Ce qui caractérise les fondamentalismes religieux est qu’ils peuvent parfaitement s’entendre avec le marché. Cette mondialisation marchande est l’inverse de l’universel, parce qu’elle s’accommode très bien de toutes les réclusions identitaires. Tant que ces réclusions identitaires ne gênent pas la mondialisation marchande, il n’y a aucun problème.
Les intégrismes, quelque soit la religion à laquelle ils appartiennent, sont tout à fait à l’aise avec le capitalisme le plus débridé. L’enrichissement est une marque d’élection divine.
Voilà pourquoi il s’agit d’une double impasse. Parce que l’une complète l’autre en réalité. Face à ces deux impasses, le but est de recréer l’universel libérateur et de savoir d’où il va venir.
Entre 2014 et 2024, voyez-vous des éléments ou des acteurs qui vous font penser qu’il existe des oppositions à ces deux mondialisations ?

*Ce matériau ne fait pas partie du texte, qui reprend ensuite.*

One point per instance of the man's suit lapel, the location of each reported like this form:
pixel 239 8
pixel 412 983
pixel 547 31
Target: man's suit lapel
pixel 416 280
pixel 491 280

SB – C’est la raison pour laquelle j’appuie l’analyse au cœur de ce livre sur ce qui s’est passé dans le monde arabe. Le projet libérateur des Printemps arabes n’est pas oublié. En 2019, une deuxième vague a touché le Soudan, le Liban. Ces vagues-là ont été réprimées avec la plus grande énergie, avec la plus grande violence. Pour protéger des intérêts colossaux, les contre-révolutions ont été partout à l’œuvre. Le problème est que dans la crise qui affecte le monde, les populations marginalisées, précarisées, qui se sentent menacées, adhèrent aux discours démagogiques que leur offrent les différentes versions du populisme contemporain. Mais en même temps, l’aspiration à la liberté n’a pas disparu. Qui peut la prendre en charge ? Quels acteurs ? Il faut observer le monde tel qu’il est aujourd’hui pour essayer de voir d’où cela viendra.